By ROBYN BRISTOW
Amberley St John is receiving a huge boost in personnel, with six paid staff joining the volunteer base.
Culverden-based Amuri St John and Kaikoura St John are also getting extra fulltime, paid staff to provide seven-day-a-week paramedic coverage across their regions, and to support double-crewing of ambulances.
North Canterbury territory manager Cole Gillman says the staffing comes as part of the Crown’s move to ensure double-crewing of all ambulances by the end of 2021, to make it better and safer for patients and staff .
“It is very, very exciting,” Mr Gillman says. Staffing Amberley with paid personnel is the “jewel in the crown”, he says.
“Amberley is currently a volunteer-only station in an area where the population is booming.” Its volunteers will now be supported by three paramedics and three emergency medical assistants by June 1, providing a fully staffed seven-day-a-week service.
He says it is important to acknowledge the hard work of the volunteers at Amberley who have kept the station running.
“We are not casting them out, but supplementing their efforts with paid staff,” he says. “Volunteers are the cornerstone of what we do.”
Culverden-based Amuri St John and Kaikoura St John will also get extra staff.
A second paramedic will be employed in Culverden, and another paramedic and two emergency medical assistants will join the Kaikoura team.
Mr Gillman said he had looked at the workload of all centres and found double-crewing of ambulances at peak times, particularly at weekends when people were playing sport and doing adventurous activities, was difficult.
He says the paramedics at Culverden and Kaikoura work 9am to 5pm on weekdays, while Amberley crews are all volunteers.

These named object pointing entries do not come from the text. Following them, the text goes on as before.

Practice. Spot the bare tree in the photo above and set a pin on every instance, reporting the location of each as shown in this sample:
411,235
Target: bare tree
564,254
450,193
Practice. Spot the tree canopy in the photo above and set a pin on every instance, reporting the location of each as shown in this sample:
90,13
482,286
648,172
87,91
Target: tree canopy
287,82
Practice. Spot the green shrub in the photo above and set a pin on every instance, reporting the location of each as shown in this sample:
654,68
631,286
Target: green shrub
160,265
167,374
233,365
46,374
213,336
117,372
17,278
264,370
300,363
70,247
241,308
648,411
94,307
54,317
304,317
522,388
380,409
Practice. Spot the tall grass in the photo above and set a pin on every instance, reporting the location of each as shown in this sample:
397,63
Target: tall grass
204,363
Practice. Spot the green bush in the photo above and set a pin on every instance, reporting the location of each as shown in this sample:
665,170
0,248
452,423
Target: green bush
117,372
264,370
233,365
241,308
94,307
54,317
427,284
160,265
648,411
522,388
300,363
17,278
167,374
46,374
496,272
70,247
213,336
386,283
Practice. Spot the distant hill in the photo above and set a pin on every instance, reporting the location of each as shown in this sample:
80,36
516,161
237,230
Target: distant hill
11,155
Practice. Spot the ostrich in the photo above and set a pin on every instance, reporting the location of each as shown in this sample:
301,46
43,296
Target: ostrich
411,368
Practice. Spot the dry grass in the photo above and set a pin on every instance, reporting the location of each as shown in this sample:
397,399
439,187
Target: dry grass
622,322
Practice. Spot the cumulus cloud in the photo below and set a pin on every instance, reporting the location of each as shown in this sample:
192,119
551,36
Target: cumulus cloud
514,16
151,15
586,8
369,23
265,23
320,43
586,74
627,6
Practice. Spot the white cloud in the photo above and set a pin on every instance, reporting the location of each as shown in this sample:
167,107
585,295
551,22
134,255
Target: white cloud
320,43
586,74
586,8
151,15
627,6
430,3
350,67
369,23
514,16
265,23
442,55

Volunteers had provided great service, but having extra, paid staff in Amberley would ease the workload on them.
Mr Gillman says there is a strong volunteer team in Culverden, which has the capacity to crew an ambulance. The extra paramedic will allow for the provision of a second crew, and help boost paramedic coverage to seven days a week.
Kaikoura was slightly different as it had a more transient population and, until Covid-19, a big visitor industry.
A paramedic was available from 9am to 5pm, Monday to Friday, and outside of those hours, it relied heavily on volunteers.
‘‘That will change, and it is really exciting — but we still need our volunteers,’’ Mr Gillman says.
Recruitment for the new positions had already started and it was hoped to have new rosters and delivery of the new services in place by June 1.
Mr Gillman says the paramedics will also be valuable mentors, and help the development of new volunteers.
He says there is still more work to be done in the Hurunui district.
Meanwhile, in the Waimakariri district, which was closer to Christchurch City, more volunteers were available because of the population base.
In Rangiora, a paramedic, supported by the Canterbury District Health Board, was available. If a person called their local medical centre after-hours and spoke with a triage nurse, they could be assisted by the paramedic, who would visit their home.
‘‘It is a pretty cool initiative,’’ Mr Gillman says.